There’s less than half a month left in the year, so that’s a good time to revise forecasts. The CREA has revised their 2012 national sales forecast from an increase of 1.9% to a drop of 0.5%. I’m guessing they’ve also revised their forecast for 2008, 2009, 2010 and 2011.
Looking ahead they expect 2013 to see a sales drop of 2%, but here in BC they forecast both sales and prices to drop just by 0.3 percent.
“Annual sales in 2012 reflect a stronger profile before recent mortgage rule changes followed by weaker activity following their implementation,” said Gregory Klump, CREA’s chief economist.
“By contrast, forecast sales in 2013 reflect an improvement from levels this summer in the immediate wake of mortgage rule changes. Even so, sales in most provinces next year are expected to remain down from levels posted before the most recent changes to mortgage regulations.”
Finance Minister Jim Flaherty moved in July to tighten mortgage rules for the fourth time in as many years in order to discourage Canadians from taking on too much debt.
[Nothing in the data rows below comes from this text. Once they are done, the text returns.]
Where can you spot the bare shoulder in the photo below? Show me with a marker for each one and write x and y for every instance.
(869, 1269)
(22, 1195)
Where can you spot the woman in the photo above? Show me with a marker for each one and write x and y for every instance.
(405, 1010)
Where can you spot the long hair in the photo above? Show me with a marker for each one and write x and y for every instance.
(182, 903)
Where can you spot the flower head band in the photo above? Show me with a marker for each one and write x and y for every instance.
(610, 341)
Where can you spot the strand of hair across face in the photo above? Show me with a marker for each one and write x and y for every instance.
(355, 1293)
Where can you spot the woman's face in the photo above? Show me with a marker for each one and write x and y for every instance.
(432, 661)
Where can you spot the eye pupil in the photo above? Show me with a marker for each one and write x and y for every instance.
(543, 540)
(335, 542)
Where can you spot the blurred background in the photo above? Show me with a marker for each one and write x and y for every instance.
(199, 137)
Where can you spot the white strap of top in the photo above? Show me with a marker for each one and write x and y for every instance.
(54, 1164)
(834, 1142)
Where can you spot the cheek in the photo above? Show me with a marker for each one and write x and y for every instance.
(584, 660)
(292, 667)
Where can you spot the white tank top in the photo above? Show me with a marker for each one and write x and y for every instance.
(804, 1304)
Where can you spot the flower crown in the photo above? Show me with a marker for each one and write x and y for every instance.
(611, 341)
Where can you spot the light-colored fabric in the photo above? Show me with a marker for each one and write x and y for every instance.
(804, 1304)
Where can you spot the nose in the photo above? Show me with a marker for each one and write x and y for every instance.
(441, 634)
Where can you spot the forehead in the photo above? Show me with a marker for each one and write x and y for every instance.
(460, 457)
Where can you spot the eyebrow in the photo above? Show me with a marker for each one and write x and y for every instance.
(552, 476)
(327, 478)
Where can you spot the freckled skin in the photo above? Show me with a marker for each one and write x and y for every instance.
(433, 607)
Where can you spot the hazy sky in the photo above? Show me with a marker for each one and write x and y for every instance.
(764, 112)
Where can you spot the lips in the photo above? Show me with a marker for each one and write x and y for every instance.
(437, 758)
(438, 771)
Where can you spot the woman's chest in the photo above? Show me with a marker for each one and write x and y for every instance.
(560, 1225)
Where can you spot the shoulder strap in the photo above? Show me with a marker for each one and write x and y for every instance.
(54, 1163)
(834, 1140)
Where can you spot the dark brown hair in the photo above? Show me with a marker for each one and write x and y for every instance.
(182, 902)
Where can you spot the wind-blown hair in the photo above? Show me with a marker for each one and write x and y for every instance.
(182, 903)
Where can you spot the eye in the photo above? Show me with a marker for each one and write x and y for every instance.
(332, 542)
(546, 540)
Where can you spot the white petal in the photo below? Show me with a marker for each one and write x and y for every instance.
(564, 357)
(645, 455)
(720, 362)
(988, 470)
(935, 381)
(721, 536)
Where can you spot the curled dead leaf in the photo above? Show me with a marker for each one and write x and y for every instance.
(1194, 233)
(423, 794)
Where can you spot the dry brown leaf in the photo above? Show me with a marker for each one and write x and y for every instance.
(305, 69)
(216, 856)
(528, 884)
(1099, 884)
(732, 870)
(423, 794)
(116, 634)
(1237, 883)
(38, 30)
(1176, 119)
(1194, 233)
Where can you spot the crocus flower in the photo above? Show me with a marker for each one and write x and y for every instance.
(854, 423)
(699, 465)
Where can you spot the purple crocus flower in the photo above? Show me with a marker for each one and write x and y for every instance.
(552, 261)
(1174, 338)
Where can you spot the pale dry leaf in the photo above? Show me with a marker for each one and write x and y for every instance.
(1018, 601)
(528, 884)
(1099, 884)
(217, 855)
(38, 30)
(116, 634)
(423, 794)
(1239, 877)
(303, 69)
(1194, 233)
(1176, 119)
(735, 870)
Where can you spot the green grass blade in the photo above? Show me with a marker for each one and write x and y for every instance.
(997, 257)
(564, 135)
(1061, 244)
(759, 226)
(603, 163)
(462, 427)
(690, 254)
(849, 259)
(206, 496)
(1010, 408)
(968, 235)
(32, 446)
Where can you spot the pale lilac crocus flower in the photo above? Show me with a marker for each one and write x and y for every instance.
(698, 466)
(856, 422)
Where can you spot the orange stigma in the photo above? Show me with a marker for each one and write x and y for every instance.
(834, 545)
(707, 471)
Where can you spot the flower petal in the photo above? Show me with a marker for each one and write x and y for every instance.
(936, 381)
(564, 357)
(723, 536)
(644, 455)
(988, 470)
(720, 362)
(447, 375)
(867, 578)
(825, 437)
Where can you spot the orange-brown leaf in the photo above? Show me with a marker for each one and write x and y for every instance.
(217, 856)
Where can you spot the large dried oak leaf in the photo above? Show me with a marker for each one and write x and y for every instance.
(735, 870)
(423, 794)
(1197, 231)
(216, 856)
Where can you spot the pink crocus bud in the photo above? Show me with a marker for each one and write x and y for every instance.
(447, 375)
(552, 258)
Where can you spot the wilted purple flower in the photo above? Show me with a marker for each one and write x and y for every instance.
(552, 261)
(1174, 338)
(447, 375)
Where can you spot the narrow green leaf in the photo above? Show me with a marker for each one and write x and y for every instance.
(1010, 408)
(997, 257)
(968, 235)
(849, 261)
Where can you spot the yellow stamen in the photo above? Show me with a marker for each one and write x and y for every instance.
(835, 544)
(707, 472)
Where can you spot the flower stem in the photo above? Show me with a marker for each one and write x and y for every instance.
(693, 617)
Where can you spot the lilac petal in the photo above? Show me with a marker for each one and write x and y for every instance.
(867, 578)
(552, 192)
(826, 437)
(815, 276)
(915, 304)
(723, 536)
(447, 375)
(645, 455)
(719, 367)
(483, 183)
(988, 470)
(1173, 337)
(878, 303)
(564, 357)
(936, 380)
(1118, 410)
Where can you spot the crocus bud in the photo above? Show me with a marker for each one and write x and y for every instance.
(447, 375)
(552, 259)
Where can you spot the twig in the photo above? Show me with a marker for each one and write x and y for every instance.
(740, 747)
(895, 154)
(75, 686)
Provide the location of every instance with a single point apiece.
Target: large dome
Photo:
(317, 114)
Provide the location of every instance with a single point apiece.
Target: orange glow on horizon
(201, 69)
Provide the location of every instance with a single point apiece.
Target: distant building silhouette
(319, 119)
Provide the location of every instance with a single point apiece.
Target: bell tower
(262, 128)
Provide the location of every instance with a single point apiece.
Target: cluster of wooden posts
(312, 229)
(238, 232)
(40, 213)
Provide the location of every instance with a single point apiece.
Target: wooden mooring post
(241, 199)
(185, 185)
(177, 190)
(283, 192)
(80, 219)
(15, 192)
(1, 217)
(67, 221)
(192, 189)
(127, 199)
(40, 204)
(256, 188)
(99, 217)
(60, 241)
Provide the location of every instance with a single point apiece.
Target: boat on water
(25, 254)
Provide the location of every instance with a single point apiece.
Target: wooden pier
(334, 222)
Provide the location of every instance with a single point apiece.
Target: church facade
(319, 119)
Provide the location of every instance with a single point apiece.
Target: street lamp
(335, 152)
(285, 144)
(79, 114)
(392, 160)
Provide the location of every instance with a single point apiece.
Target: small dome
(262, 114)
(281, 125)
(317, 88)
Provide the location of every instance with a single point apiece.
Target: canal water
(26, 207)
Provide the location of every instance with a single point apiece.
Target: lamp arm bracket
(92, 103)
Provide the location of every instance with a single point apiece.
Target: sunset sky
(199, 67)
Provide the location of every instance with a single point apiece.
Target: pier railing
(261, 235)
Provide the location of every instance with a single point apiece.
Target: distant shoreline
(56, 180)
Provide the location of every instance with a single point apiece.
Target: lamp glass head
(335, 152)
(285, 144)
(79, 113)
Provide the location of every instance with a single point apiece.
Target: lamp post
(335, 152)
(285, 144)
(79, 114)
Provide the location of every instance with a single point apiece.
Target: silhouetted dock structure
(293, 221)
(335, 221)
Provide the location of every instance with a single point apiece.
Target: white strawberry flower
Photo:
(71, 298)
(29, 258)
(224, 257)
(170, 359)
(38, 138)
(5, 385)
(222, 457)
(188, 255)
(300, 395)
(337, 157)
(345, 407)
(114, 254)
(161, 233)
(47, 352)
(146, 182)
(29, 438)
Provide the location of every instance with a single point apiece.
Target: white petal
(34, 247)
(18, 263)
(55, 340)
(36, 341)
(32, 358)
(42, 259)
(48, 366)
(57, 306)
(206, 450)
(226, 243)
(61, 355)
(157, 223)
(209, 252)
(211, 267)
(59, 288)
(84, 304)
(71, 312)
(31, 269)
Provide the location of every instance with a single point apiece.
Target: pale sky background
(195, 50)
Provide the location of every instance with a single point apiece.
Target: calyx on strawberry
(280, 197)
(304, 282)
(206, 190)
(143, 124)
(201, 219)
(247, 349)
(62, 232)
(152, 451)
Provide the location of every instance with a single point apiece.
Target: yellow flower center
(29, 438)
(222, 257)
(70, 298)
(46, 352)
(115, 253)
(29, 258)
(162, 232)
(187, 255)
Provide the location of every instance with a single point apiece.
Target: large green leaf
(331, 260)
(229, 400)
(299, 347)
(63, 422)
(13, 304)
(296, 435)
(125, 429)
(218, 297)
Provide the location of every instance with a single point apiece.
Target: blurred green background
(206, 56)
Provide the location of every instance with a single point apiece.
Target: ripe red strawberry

Among the changes, Flaherty made mortgage payments more expensive by dropping the maximum amortization period to 25 years.
FFffffff! Is anybody else getting sick of the miopic talk of ‘tougher’ mortgage rules? Here’s a great point from Ben Rabidoux about how to put these mortgage rule ‘changes’ and Flahertys ‘tightening’ into historical perspective:
Before looking more at the implications of a mortgage rule change like the one being proposed, it may be helpful to provide a brief overview of the mortgage changes that have occured over the past few years:
- In 1999, the National Housing Act and the Canada Mortgage and Housing Corporation Act were modified allowing for the introduction of a 5% down payment….a far cry from the minimum 25% of a few years earlier.
- In 2003 CMHC decided to remove the price ceilings limitations. That is, it would insure any mortgage regardless of the cost of the home.
- In 2005 and 2006, CMHC began insuring 30, then 35 year amortization mortgages.
- In 2007, CMHC allowed people to purchase a home with no down payment and ammortize it over 40 years. This was changed back to a 5% down payment requirement and a maximum amortization length of 35 years in 2008 once the idiocy of this policy was blatantly obvious.
Here’s the point: CMHC has been in existence for almost 65 years. For the first 60 of those years, they never insured mortgages with amortizations greater than 25 years. Only in the past 5 years has this experiment been started. The 35 year ams that are now on the chopping block have been around only since 2006. So let’s understand that any move to shorten amortization lengths is NOT some new, revolutionary move, but rather a move back towards norms that are both long-standing and fiscally prudent.